The last few months have revealed a particularly heinous example of the pervasiveness of incompetence. This is our experience with our local post office. I have mentioned this before here but the depth of idiocy continues to the extent that I am beginning to suspect malice. I will try to keep this as short as possible.
When we first moved in we were receiving lots of mail from previous tenants. I went to the post office to make clear that we were the only residents in our house. Over the next couple of months the amount of mail we received dropped dramatically (while the previous residents' mail continued to arrive) and we started getting reports of mail being returned as undeliverable. I returned to the post office and explained the situation, but the situation continued to worsen until I returned a third time and was given a phone number of those who were in charge of forwarding mail. it turns out that when I said we were the only residents this was reported as us having moved with no forwarding address. I asked for this to be changed and waited. There was no change and I returned to the post office and met with Laura, a supervisor who promised to make the change herself and send out a letter from the post office to check that it had been successful. In the week following we received no letter from the post office and four times as much mail for previous tenants than for ourselves. I called Laura yesterday and she asked me to call today at 8:30am so that I could talk to her and the carrier simultaneously. I called today and Laura won't be in until 11am.
My point is that this is a level of incompetence of a mind-boggling level, the inability of a post office to deliver mail with my name on it to my address despite multiple complaints, and yet everyone there is still working. This is a government job, but I have seen excellent work by government employees and have had arguments with those working in big business who claim it would be impossible for government workers to be any more incompetent than big business.

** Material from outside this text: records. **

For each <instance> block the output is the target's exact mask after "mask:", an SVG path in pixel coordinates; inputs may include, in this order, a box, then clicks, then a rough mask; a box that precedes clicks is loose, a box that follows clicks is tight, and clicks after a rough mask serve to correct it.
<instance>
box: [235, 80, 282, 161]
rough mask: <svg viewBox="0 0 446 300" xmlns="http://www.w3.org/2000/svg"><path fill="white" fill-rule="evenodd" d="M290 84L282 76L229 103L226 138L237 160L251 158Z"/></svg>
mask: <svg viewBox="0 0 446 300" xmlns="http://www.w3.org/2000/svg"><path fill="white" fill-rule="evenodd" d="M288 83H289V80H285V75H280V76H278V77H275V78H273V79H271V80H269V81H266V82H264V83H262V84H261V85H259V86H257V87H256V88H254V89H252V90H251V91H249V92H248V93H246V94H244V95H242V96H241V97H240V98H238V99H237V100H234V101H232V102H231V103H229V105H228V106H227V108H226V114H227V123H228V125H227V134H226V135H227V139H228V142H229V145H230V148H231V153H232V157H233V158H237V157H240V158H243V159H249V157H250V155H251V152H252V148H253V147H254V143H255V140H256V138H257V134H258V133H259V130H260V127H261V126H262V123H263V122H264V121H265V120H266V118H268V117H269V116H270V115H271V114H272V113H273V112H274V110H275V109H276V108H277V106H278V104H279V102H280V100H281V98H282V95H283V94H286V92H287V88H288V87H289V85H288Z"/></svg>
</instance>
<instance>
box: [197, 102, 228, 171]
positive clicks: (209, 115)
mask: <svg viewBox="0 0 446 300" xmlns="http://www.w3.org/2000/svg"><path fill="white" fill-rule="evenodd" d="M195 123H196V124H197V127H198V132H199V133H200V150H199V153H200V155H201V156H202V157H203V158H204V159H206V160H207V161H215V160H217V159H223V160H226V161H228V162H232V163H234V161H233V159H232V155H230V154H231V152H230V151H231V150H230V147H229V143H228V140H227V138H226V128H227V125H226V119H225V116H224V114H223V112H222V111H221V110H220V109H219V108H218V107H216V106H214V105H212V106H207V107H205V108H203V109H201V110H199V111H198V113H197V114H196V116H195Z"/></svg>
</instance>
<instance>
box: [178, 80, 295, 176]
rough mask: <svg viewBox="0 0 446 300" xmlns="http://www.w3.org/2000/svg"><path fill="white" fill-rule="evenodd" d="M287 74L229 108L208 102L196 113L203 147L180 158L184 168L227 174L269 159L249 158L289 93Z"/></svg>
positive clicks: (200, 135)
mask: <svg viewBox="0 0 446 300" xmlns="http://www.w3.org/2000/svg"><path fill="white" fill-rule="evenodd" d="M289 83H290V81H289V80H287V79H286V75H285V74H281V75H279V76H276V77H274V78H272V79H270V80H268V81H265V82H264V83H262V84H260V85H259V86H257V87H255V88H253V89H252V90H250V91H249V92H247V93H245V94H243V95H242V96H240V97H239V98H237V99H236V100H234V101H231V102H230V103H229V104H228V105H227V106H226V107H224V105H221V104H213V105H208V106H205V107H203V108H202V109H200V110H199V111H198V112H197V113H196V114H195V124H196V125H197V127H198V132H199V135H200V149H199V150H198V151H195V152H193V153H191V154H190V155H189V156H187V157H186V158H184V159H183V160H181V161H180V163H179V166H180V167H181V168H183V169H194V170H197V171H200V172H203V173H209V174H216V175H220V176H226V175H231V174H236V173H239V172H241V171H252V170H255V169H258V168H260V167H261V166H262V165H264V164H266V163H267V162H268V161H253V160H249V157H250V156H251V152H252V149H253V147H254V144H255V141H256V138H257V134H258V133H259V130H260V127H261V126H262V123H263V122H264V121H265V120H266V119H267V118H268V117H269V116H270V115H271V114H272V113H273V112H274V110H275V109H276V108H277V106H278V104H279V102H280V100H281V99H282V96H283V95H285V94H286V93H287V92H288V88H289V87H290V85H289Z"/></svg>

When I compare my life to the general public I start with the knowledge that I have been luckier than the vast majority, but that I have also made far fewer deeply dumb decisions than many. That my present situation is easier and more pleasant than most, that I have an enviable life in many respects is not simply a case of me being lucky but also me being very competent at life. Today I need to go and be angry at strangers, which is some distance from my favorite thing to do, but pleasantness has not worked.